To combat rising poverty, the IMF recommended an expansion of the Earned Income Tax Credit and an increase in the federal minimum wage of $7.25 per hour.

The IMF called for a "long overdue" reform of the tax system to boost potential growth, including a reduction in the federal corporate tax rate, which at 35 percent is the highest among the other 33 industrialized countries in the Organisation for Economic Cooperation and Development.

"Given the substantial slack in the economy, there is a strong case to provide continued policy support to the recovery" that is aimed at reducing poverty and encouraging longer-term growth, it said.
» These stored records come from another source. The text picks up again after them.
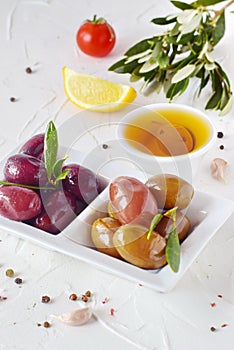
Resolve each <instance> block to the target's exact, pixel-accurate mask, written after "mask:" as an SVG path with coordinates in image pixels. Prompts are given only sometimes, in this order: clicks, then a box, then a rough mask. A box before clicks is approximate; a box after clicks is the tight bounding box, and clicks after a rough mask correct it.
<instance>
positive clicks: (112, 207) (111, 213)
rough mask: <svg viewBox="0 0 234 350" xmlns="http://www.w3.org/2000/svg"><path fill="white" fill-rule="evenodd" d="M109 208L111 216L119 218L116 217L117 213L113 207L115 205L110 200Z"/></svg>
mask: <svg viewBox="0 0 234 350" xmlns="http://www.w3.org/2000/svg"><path fill="white" fill-rule="evenodd" d="M107 210H108V215H109V216H110V217H111V218H114V219H117V218H116V215H115V211H114V208H113V206H112V204H111V202H110V201H109V202H108V205H107Z"/></svg>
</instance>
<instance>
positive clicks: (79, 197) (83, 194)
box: [63, 164, 103, 204]
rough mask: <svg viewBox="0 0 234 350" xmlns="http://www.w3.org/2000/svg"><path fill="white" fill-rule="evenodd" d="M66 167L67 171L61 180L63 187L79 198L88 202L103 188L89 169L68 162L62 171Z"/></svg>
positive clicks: (102, 188)
mask: <svg viewBox="0 0 234 350" xmlns="http://www.w3.org/2000/svg"><path fill="white" fill-rule="evenodd" d="M66 169H69V173H68V175H67V177H66V179H65V180H63V186H64V189H65V190H67V191H69V192H70V193H72V194H73V195H74V196H76V197H77V198H78V199H79V200H82V201H85V203H87V204H89V203H90V202H92V200H93V199H94V198H96V197H97V196H98V194H99V193H100V192H101V191H102V190H103V188H102V184H101V181H100V179H99V178H98V176H97V175H96V174H95V173H94V172H92V171H91V170H90V169H88V168H85V167H83V166H81V165H78V164H68V165H66V166H64V167H63V171H64V170H66Z"/></svg>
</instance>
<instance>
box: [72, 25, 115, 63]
mask: <svg viewBox="0 0 234 350" xmlns="http://www.w3.org/2000/svg"><path fill="white" fill-rule="evenodd" d="M76 42H77V45H78V47H79V48H80V49H81V51H83V52H84V53H85V54H87V55H90V56H94V57H104V56H106V55H108V54H109V53H110V52H111V50H112V49H113V47H114V46H115V42H116V35H115V31H114V29H113V28H112V27H111V26H110V25H109V24H108V23H92V22H89V21H87V22H85V23H84V24H82V25H81V27H80V28H79V30H78V32H77V34H76Z"/></svg>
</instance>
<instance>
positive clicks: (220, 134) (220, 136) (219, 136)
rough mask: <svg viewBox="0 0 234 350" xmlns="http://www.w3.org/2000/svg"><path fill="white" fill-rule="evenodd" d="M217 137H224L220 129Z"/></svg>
mask: <svg viewBox="0 0 234 350" xmlns="http://www.w3.org/2000/svg"><path fill="white" fill-rule="evenodd" d="M217 137H218V138H219V139H221V138H223V133H222V131H218V132H217Z"/></svg>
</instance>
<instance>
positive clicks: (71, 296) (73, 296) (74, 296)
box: [69, 293, 77, 300]
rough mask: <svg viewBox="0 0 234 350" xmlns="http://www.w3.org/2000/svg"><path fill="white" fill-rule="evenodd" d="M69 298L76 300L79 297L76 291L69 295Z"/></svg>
mask: <svg viewBox="0 0 234 350" xmlns="http://www.w3.org/2000/svg"><path fill="white" fill-rule="evenodd" d="M69 299H71V300H76V299H77V295H76V294H75V293H72V294H71V295H70V296H69Z"/></svg>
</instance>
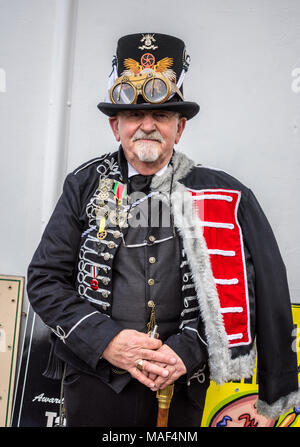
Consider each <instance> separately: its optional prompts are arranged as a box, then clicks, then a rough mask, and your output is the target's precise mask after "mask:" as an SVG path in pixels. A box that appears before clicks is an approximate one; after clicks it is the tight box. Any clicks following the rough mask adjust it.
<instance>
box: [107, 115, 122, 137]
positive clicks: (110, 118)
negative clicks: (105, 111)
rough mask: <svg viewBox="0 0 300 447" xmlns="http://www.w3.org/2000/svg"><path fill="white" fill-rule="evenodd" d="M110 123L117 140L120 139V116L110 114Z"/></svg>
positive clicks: (110, 125) (115, 136)
mask: <svg viewBox="0 0 300 447" xmlns="http://www.w3.org/2000/svg"><path fill="white" fill-rule="evenodd" d="M109 124H110V127H111V130H112V131H113V134H114V136H115V139H116V140H117V141H120V134H119V120H118V117H117V116H110V117H109Z"/></svg>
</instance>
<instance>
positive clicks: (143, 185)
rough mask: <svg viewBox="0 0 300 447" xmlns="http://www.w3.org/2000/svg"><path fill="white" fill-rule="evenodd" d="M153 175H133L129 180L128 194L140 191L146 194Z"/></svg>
mask: <svg viewBox="0 0 300 447" xmlns="http://www.w3.org/2000/svg"><path fill="white" fill-rule="evenodd" d="M152 178H153V175H141V174H138V175H133V176H132V177H130V179H129V184H130V192H135V191H141V192H144V193H145V194H148V193H149V191H150V185H151V181H152Z"/></svg>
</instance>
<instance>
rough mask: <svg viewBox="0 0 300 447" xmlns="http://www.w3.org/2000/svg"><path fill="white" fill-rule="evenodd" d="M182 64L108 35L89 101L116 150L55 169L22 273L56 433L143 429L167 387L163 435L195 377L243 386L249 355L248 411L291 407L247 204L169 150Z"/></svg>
mask: <svg viewBox="0 0 300 447" xmlns="http://www.w3.org/2000/svg"><path fill="white" fill-rule="evenodd" d="M189 60H190V59H189V56H188V55H187V53H186V50H185V45H184V43H183V42H182V41H181V40H180V39H177V38H175V37H172V36H167V35H163V34H134V35H129V36H125V37H122V38H121V39H120V40H119V42H118V47H117V54H116V57H115V58H114V59H113V70H112V73H111V75H110V78H109V89H108V96H107V98H106V100H105V102H102V103H100V104H99V105H98V107H99V109H100V110H101V111H102V112H103V113H105V114H106V115H108V116H109V122H110V126H111V128H112V131H113V134H114V136H115V138H116V140H117V141H118V142H119V143H121V144H120V147H119V150H118V151H117V152H115V153H112V154H111V153H109V154H105V155H103V156H101V157H99V158H96V159H94V160H91V161H89V162H87V163H85V164H84V165H82V166H80V167H79V168H78V169H76V170H75V171H74V172H72V173H71V174H69V175H68V177H67V179H66V181H65V185H64V190H63V193H62V196H61V198H60V199H59V202H58V204H57V206H56V208H55V210H54V213H53V215H52V217H51V219H50V221H49V224H48V226H47V228H46V230H45V232H44V235H43V237H42V240H41V243H40V245H39V247H38V249H37V251H36V253H35V255H34V257H33V260H32V262H31V264H30V266H29V271H28V295H29V299H30V301H31V303H32V306H33V308H34V309H35V310H36V312H37V313H38V314H39V315H40V316H41V318H42V319H43V321H44V322H45V323H46V324H47V325H48V326H49V327H50V328H51V330H52V349H51V353H50V357H49V364H48V367H47V371H46V372H45V374H46V375H47V376H48V377H52V378H61V377H62V376H63V385H64V397H65V408H66V418H67V425H69V426H154V425H155V424H156V418H157V402H156V393H155V391H157V390H163V389H166V387H167V386H169V385H171V384H175V387H174V395H173V398H172V402H171V406H170V412H169V426H199V425H200V423H201V417H202V412H203V407H204V402H205V395H206V390H207V387H208V384H209V381H210V379H212V380H215V381H216V382H217V383H224V382H227V381H230V380H238V379H240V378H242V377H250V376H251V375H252V374H253V369H254V367H255V360H256V347H257V350H258V373H259V389H260V391H259V399H258V402H257V408H258V411H260V412H262V413H263V414H265V415H266V416H268V417H271V418H276V417H277V416H278V415H279V414H281V413H283V412H285V411H286V410H287V409H288V408H290V407H292V406H293V405H296V404H297V403H298V404H299V401H300V399H299V391H298V381H297V362H296V354H295V353H294V352H293V350H292V341H293V340H292V330H293V324H292V319H291V309H290V301H289V292H288V286H287V280H286V272H285V267H284V264H283V262H282V259H281V256H280V252H279V250H278V247H277V244H276V241H275V239H274V236H273V233H272V230H271V228H270V226H269V224H268V222H267V220H266V218H265V216H264V214H263V212H262V210H261V208H260V206H259V204H258V203H257V200H256V199H255V197H254V195H253V193H252V192H251V191H250V190H249V189H248V188H247V187H245V186H244V185H242V184H241V183H240V182H239V181H238V180H236V179H234V178H233V177H231V176H230V175H228V174H227V173H225V172H223V171H221V170H215V169H211V168H205V167H203V166H195V165H194V163H193V162H192V161H191V160H190V159H188V157H186V156H185V155H184V154H182V153H179V152H176V151H174V145H176V144H177V143H178V142H179V140H180V138H181V136H182V133H183V131H184V128H185V125H186V121H187V120H189V119H191V118H192V117H194V116H195V115H196V114H197V112H198V111H199V106H198V105H197V104H196V103H194V102H187V101H185V100H184V97H183V78H184V75H185V73H186V72H187V70H188V68H189ZM157 328H158V336H157V337H155V336H153V335H154V332H155V331H156V329H157Z"/></svg>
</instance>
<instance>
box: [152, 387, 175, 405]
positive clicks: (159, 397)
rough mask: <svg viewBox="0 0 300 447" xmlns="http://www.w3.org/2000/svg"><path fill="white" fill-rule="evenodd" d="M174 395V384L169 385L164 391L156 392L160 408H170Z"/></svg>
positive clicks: (156, 396)
mask: <svg viewBox="0 0 300 447" xmlns="http://www.w3.org/2000/svg"><path fill="white" fill-rule="evenodd" d="M173 393H174V383H171V385H168V386H167V387H166V388H164V389H163V390H158V391H157V392H156V397H157V399H158V408H166V409H169V408H170V404H171V400H172V397H173Z"/></svg>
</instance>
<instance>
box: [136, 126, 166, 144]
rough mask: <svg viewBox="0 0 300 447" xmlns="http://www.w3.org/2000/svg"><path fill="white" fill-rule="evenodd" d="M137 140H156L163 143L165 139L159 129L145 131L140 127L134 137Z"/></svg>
mask: <svg viewBox="0 0 300 447" xmlns="http://www.w3.org/2000/svg"><path fill="white" fill-rule="evenodd" d="M137 140H156V141H159V142H160V143H162V142H163V141H164V139H163V137H162V136H161V134H160V132H158V130H154V131H153V132H151V133H145V132H144V131H143V130H140V129H138V130H137V131H136V132H135V134H134V135H133V137H132V141H137Z"/></svg>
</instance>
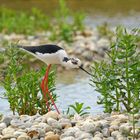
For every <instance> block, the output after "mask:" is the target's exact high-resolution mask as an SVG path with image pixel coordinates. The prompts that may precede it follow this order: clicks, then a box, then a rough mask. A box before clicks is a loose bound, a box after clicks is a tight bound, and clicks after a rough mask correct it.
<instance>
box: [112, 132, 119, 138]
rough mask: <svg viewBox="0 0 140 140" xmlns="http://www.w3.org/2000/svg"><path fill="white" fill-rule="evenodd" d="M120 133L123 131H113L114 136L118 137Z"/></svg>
mask: <svg viewBox="0 0 140 140" xmlns="http://www.w3.org/2000/svg"><path fill="white" fill-rule="evenodd" d="M118 135H121V133H120V132H119V131H113V132H112V133H111V136H112V137H114V138H116V137H117V136H118Z"/></svg>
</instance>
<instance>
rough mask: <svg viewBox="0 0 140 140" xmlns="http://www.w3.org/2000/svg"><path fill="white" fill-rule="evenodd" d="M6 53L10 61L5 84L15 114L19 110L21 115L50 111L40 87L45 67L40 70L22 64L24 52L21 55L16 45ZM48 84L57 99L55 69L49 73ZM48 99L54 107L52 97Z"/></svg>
mask: <svg viewBox="0 0 140 140" xmlns="http://www.w3.org/2000/svg"><path fill="white" fill-rule="evenodd" d="M6 55H7V56H8V58H9V62H8V65H7V68H6V70H5V78H4V81H3V86H4V88H5V90H6V93H5V96H6V97H7V98H8V102H9V103H10V108H11V110H12V111H13V114H15V113H16V112H17V113H18V114H19V115H21V114H28V115H34V114H36V113H37V112H38V113H40V114H44V113H46V112H48V110H47V107H46V102H45V100H44V97H43V93H42V92H41V89H40V84H41V77H42V76H43V75H44V74H45V68H42V69H41V70H39V71H35V70H31V69H27V68H26V66H25V65H23V64H22V58H23V54H22V55H21V52H20V50H19V49H16V48H15V45H11V46H10V47H9V48H8V50H7V51H6ZM48 86H49V90H50V92H51V93H52V96H53V98H54V100H56V94H55V93H54V90H55V72H54V71H51V72H50V74H49V84H48ZM48 100H49V104H50V107H51V108H52V104H51V102H50V99H49V98H48ZM52 109H53V108H52Z"/></svg>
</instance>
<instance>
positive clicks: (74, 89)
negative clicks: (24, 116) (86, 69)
mask: <svg viewBox="0 0 140 140" xmlns="http://www.w3.org/2000/svg"><path fill="white" fill-rule="evenodd" d="M66 73H67V71H65V72H64V73H60V74H58V77H57V85H56V93H57V95H58V96H59V97H58V100H57V106H58V108H59V110H60V111H61V112H63V111H64V112H65V111H66V110H67V108H68V106H69V105H70V104H75V102H80V103H84V107H86V106H90V107H91V110H90V113H92V114H97V113H101V112H102V111H103V108H102V107H101V106H100V105H97V103H96V101H97V96H98V95H99V93H97V92H96V91H95V89H94V88H93V87H91V86H90V85H89V77H87V75H86V74H82V72H81V73H79V72H71V71H69V72H68V73H67V74H66ZM62 75H63V76H62ZM60 77H63V78H61V79H60ZM69 77H71V78H69ZM79 79H80V80H79ZM3 93H4V88H2V87H0V96H2V95H3ZM0 113H3V114H11V113H12V112H11V111H10V109H9V103H8V101H7V100H6V99H1V98H0Z"/></svg>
The IMF said that President Barack Obama's fiscal year 2015 budget offers "various valuable steps that would move toward such a policy mix."

Those proposed steps include health-care savings, immigration reform, and measures that limit tax deductions and exclusions for higher earners, the Washington-based institution said.

The Federal Reserve's planned exit from its extraordinarily accommodative monetary policy must be carefully managed to avoid damaging spillover effects on the US and global economies, the Fund reiterated.

The IMF suggested the impending rise in the Fed's key federal funds rate, which has been stuck near zero since 2008 and is expected in mid-2015 by central bank officials, could be pushed back.

With expectations that inflationary pressures will remain muted and full employment only slowly achieved, the Federal Reserve has "some scope for policy rates to stay at zero for longer while still keeping inflation under two percent."

To increase transparency, the IMF recommended that Fed Chair Janet Yellen hold a press conference after each meeting of the policy-setting Federal Open Market Committee.